News Briefs | Angle
System Determines Behaviour
What Open AI becoming a for-profit company says about idealism and compromise
Madhavankutty Pillai Madhavankutty Pillai 27 Sep, 2024
OpenAI CEO Sam Altman (Photo: Getty Images)
The financial media reported this week that OpenAI, which unfurled the artificial intelligence revolution when it launched ChatGPT, would become a for-profit company. This is something of a milestone in the annals of business because the reason the company was incorporated as a not-for-profit venture in the beginning was because of a stated mission to ensure that the technology would be safe for humanity. That could only be achieved by not being hostage to the demands of capitalism and the pressure of meeting quarterly targets. It then changed the goalpost by turning into a firm where profits would be permitted but capped. And now, if you believe the reports, it has dived headfirst into the very pool that it was wary about and its board of directors, who earlier were tasked with ensuring its earlier mission, would now be like any other.
This is a fallout of a coup that happened some time back which pushed its founder Sam Altman out. At that time, the employees rebelled against this change and Altman returned. The reason for the employees being on Altman’s side was because they were vested with stock options, which, should OpenAI stick to its founding mission, would mean giving up millions of dollars. And now Altman has decided to shed the pretence and, some reports say, he will get 7 per cent of the company. It will have an IPO eventually and that would make him a billionaire. This is probably deserved because he did make OpenAI what it is today. And his argument has been that making OpenAI the leader in a sector where the competition was the deep-pocketed likes of Alphabet and Meta, needed unimaginable funds that only a profit-driven enterprise could gather. If OpenAI was its earlier avatar, then it wouldn’t be what it is today and its workforce would go elsewhere.

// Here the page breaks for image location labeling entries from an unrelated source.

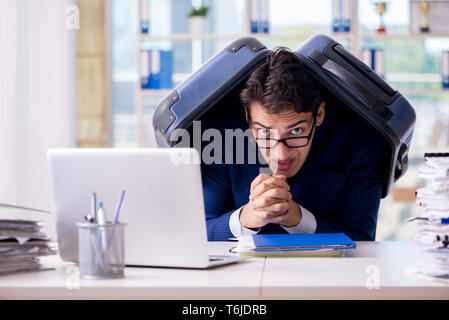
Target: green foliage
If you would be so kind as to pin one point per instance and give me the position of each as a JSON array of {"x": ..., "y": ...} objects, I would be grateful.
[{"x": 199, "y": 12}]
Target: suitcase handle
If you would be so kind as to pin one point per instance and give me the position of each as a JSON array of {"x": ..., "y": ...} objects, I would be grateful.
[{"x": 345, "y": 76}]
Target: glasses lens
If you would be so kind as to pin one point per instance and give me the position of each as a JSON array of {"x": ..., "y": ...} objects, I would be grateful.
[
  {"x": 297, "y": 142},
  {"x": 266, "y": 143}
]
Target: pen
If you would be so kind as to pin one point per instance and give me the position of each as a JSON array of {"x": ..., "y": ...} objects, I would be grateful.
[
  {"x": 119, "y": 205},
  {"x": 101, "y": 214},
  {"x": 94, "y": 206}
]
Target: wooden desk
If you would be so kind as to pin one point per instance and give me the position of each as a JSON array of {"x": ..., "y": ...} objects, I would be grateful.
[{"x": 257, "y": 278}]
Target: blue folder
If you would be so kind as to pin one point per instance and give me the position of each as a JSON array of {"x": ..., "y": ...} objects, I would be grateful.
[{"x": 302, "y": 241}]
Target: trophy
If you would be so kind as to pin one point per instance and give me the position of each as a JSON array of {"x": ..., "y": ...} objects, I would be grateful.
[
  {"x": 381, "y": 7},
  {"x": 424, "y": 8}
]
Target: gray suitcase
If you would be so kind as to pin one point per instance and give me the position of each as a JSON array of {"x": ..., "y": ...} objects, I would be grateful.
[{"x": 341, "y": 73}]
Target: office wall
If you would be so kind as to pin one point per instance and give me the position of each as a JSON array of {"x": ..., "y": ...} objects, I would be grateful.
[{"x": 37, "y": 99}]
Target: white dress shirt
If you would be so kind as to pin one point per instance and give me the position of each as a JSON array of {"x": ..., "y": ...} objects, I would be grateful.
[{"x": 306, "y": 225}]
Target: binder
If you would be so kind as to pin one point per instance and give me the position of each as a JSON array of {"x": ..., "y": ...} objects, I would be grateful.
[
  {"x": 346, "y": 19},
  {"x": 445, "y": 69},
  {"x": 264, "y": 26},
  {"x": 294, "y": 244},
  {"x": 253, "y": 14},
  {"x": 157, "y": 69},
  {"x": 336, "y": 15},
  {"x": 144, "y": 16}
]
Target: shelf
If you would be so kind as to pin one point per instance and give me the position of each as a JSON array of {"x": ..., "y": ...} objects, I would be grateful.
[
  {"x": 423, "y": 92},
  {"x": 405, "y": 36},
  {"x": 155, "y": 92},
  {"x": 210, "y": 36},
  {"x": 342, "y": 35}
]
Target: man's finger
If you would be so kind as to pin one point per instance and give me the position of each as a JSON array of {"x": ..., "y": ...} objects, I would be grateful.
[
  {"x": 261, "y": 177},
  {"x": 278, "y": 208},
  {"x": 277, "y": 193},
  {"x": 262, "y": 202},
  {"x": 267, "y": 184}
]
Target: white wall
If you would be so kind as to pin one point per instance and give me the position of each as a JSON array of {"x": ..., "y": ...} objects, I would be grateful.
[{"x": 37, "y": 100}]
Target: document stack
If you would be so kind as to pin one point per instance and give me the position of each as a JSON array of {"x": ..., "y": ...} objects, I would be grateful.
[
  {"x": 22, "y": 243},
  {"x": 432, "y": 227}
]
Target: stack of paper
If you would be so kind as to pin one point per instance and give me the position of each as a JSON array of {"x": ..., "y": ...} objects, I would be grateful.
[
  {"x": 314, "y": 244},
  {"x": 21, "y": 245},
  {"x": 432, "y": 226}
]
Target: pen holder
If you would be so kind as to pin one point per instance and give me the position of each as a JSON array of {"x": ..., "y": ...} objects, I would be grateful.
[{"x": 101, "y": 250}]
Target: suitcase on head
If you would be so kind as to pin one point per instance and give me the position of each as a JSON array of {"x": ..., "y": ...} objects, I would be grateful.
[{"x": 335, "y": 68}]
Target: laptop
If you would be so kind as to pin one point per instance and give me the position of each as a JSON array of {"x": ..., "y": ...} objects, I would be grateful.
[{"x": 163, "y": 205}]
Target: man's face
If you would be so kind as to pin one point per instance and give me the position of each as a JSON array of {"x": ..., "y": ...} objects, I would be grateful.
[{"x": 287, "y": 124}]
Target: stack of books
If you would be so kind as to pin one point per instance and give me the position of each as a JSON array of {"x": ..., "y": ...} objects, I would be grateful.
[
  {"x": 22, "y": 243},
  {"x": 291, "y": 245},
  {"x": 432, "y": 226}
]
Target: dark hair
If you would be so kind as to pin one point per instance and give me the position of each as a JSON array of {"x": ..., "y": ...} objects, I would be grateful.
[{"x": 282, "y": 83}]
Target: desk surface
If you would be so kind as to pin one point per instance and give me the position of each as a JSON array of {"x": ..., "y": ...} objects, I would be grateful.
[{"x": 373, "y": 270}]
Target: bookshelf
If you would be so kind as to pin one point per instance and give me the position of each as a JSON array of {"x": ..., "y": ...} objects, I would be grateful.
[{"x": 354, "y": 42}]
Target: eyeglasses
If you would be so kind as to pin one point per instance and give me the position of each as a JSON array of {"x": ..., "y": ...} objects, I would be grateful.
[{"x": 291, "y": 142}]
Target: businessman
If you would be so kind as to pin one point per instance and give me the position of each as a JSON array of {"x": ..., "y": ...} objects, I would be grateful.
[{"x": 325, "y": 161}]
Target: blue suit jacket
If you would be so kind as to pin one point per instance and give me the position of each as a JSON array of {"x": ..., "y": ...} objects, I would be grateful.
[{"x": 340, "y": 183}]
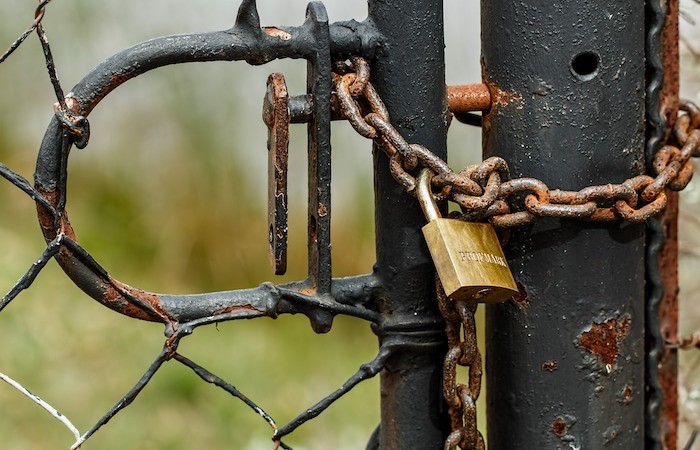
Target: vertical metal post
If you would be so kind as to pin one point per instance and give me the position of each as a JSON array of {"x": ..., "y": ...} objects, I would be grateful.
[
  {"x": 565, "y": 364},
  {"x": 409, "y": 74}
]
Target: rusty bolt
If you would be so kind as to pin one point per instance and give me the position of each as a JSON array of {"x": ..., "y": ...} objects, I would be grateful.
[{"x": 465, "y": 98}]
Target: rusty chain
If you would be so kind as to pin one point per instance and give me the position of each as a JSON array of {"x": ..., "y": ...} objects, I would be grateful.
[
  {"x": 462, "y": 351},
  {"x": 483, "y": 190}
]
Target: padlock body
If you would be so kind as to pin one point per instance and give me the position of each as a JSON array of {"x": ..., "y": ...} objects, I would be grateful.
[{"x": 469, "y": 260}]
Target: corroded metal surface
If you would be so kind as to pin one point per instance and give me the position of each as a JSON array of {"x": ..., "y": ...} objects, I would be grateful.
[{"x": 561, "y": 123}]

If the metamorphosis indicates anything, then it is that system determines behaviour. Intentions rarely hold up when the ability to be competitive is under question. If the choice is between survival and idealism, then most people and institutions choose the former because they tell themselves that if they don’t exist then the idealism doesn’t either. It is why so many enter into government service moon-eyed about the good they want to do and soon become just like any other cog in the machine. In politics, you have the example of Aam Aadmi Party, which rode into power under an anti-corruption movement, and now you really don’t see them touting it at all. They said allying with any other party was never going to happen because everyone else was corrupt but are now firmly in an alliance. It is the story of every other political party too, except that the initial idealism would be a different one.
This is probably as it must be. Because OpenAI exists, the generative AI space is not the preserve of multinational behemoths who already control our online lives. There is one more alternative for the consumer and while it might not be the promised Mecca, it is still better than what was present earlier.